You could make a case for the younger brother as being more definitely loserly, but even there:

Though he may have been quiet, Dzhokhar was hardly a loner — he was quite sociable.

Sonja Bergeron, 19, said she would often see him at parties at dorms where he would be drinking and smoking marijuana. (She advised reporters to “look for the potheads” to find people who would have known him better.)

“He was a kind of a party animal,” she said.

I like Uncle Ruslan’s attitude just as much as my reader does, but with all respect to him, there’s more going on here than “hatred to those who were able to settle themselves” (0m26s).  Still less can I swallow: “Anything else to do with religion, with Islam, it’s a fraud, it’s a fake.” (0m37s).

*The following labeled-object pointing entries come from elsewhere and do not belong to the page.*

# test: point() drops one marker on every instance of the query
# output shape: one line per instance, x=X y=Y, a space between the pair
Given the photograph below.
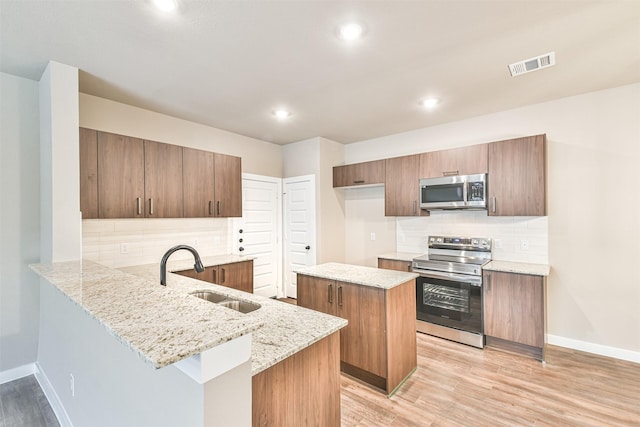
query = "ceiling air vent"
x=533 y=64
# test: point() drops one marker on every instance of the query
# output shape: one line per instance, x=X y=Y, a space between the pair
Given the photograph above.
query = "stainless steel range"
x=449 y=289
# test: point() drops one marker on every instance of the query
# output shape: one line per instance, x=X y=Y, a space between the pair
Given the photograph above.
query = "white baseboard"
x=52 y=397
x=17 y=373
x=602 y=350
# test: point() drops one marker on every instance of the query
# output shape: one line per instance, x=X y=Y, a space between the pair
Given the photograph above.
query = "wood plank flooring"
x=458 y=385
x=23 y=404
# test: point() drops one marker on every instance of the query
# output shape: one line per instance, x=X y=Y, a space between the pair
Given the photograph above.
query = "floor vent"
x=532 y=64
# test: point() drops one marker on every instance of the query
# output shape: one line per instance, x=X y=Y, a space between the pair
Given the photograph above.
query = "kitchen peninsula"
x=223 y=352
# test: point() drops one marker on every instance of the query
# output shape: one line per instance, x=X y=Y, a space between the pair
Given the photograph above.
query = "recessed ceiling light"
x=350 y=31
x=166 y=5
x=429 y=102
x=281 y=114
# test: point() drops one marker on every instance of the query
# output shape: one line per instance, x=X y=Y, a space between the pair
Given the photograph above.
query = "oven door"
x=451 y=300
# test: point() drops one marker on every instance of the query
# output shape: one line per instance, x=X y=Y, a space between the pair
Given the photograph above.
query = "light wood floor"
x=458 y=385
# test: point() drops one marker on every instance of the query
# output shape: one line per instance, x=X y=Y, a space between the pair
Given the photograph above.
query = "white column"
x=60 y=218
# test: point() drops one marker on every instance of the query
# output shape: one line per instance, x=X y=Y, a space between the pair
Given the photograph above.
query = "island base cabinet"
x=302 y=390
x=378 y=346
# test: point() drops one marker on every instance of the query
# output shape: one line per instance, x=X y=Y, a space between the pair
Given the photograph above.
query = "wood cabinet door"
x=237 y=275
x=392 y=264
x=316 y=294
x=89 y=173
x=365 y=173
x=455 y=161
x=163 y=180
x=197 y=183
x=516 y=181
x=514 y=307
x=363 y=341
x=228 y=185
x=120 y=176
x=401 y=187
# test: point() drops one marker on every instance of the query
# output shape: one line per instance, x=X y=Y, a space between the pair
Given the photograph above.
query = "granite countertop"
x=360 y=275
x=518 y=267
x=400 y=256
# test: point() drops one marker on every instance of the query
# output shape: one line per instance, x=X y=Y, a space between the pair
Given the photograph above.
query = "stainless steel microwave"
x=454 y=192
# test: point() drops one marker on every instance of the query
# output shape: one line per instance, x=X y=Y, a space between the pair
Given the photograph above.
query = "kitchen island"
x=379 y=344
x=166 y=327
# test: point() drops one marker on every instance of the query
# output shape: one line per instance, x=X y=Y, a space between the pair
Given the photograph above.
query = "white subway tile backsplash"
x=148 y=239
x=412 y=233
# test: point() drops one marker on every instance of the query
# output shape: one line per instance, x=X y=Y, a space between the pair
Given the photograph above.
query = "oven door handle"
x=472 y=280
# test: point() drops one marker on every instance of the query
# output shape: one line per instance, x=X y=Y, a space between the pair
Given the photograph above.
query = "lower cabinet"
x=302 y=390
x=514 y=312
x=393 y=264
x=378 y=345
x=237 y=275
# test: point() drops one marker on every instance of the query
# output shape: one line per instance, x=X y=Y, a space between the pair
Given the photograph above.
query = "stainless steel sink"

As for “Chechens are peaceful people” (4m35s), well, my 1911 Encyclopædia Britannica covers them under the heading “Chechenzes”:

A wild, fierce people, they fought desperately against Russian aggression in the 18th century under Daûd Bag and Oman Khan and Shamyl, and in the 19th under Khazi-Mollah, and even now some are independent in the mountain districts . . . They are of a generous temperament, very hospitable, but quick to revenge . . . Before their subjection to Russia they were remarkable for their independence of spirit and love of freedom . . . the law of vendetta was fully carried out . . .

They sound like pretty good people to have on your side, and correspondingly a formidable enemy. 

I’m glad Uncle Ruslan is on our side.  In the present international configuration, however, the religion of the Chechens will dispose a lot of them to consider themselves our enemies.  That seems to be what happened with Tamerlan Tsarnaev, who then pulled in his brother to the same mentality.

It would be nice if we had some way to distinguish the Uncle Ruslans from the Brother Tamerlans at the visa-application stage, but we don’t.  As a rough and ready way to save ourselves from lots of hurt, we should just stop issuing visas to Muslims or people from Muslim regions, as Laura Ingraham and others have proposed. 

That gets us back to this week’s Radio Derb.